The other day, Stanford got a ton of publicity for offering free tuition for all students whose families make less than $125,000 a year. My response. Fine, but it’s not a big deal. Three thoughts came to my mind. First, if you are going to take out debt to go to college, doing it at Stanford is far, far more likely to pay off than at almost any other school in the country. Second, while there is certainly nothing wrong with Stanford doing this, in the larger discussion of higher education costs in this country, it is statistically meaningless. The few thousand (tops) this will affect each year at Stanford are dwarfed by the millions of young people at colleges around the nation. Until we deal with their rising debt loads, the problem remains. Third, why does so much higher education reporting focus on elite schools, even though the number of students attending them are so small?

Incidentally, Corey Robin had the same question recently, citing an article discussion conditions of education in prisons that aren’t all that different than a lot of our colleges. Yet they are shocking to the writer.

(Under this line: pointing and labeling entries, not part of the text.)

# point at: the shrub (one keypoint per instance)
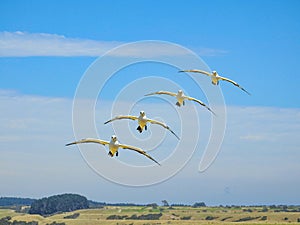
(247, 219)
(186, 217)
(210, 218)
(73, 216)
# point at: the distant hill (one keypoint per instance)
(58, 203)
(14, 201)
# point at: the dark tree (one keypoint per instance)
(199, 204)
(58, 203)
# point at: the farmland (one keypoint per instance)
(142, 215)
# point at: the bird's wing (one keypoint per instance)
(197, 71)
(137, 150)
(122, 117)
(162, 93)
(235, 83)
(200, 102)
(163, 125)
(89, 140)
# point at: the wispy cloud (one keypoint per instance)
(24, 44)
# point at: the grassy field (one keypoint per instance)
(174, 215)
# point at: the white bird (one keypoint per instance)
(113, 146)
(215, 78)
(180, 98)
(142, 121)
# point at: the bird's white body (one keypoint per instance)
(113, 146)
(142, 120)
(215, 78)
(180, 98)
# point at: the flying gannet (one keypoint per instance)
(215, 78)
(142, 121)
(180, 98)
(113, 146)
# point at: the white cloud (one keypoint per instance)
(23, 44)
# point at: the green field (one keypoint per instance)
(174, 215)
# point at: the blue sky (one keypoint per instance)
(46, 47)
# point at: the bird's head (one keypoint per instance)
(114, 138)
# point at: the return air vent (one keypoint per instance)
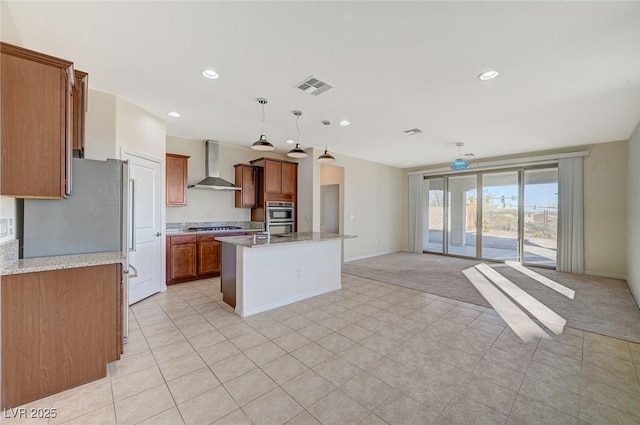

The reason for this disconnect is clear enough to me. Most reporters come from elite schools. It’s what they know. Their friends and coworkers came from elite schools. Community colleges, Mansfield University of Pennsylvania, or even a good but not elite state school like the University of Rhode Island is basically terra incognita for most of the people reporting on higher education in this country. Like so much else in our society, unquestioned class privilege allows for the reproduction of conversations about higher education that know the millions of people going to college at non-elite institutions exist, but without any real comprehension of their lives or ability to write about them usefully.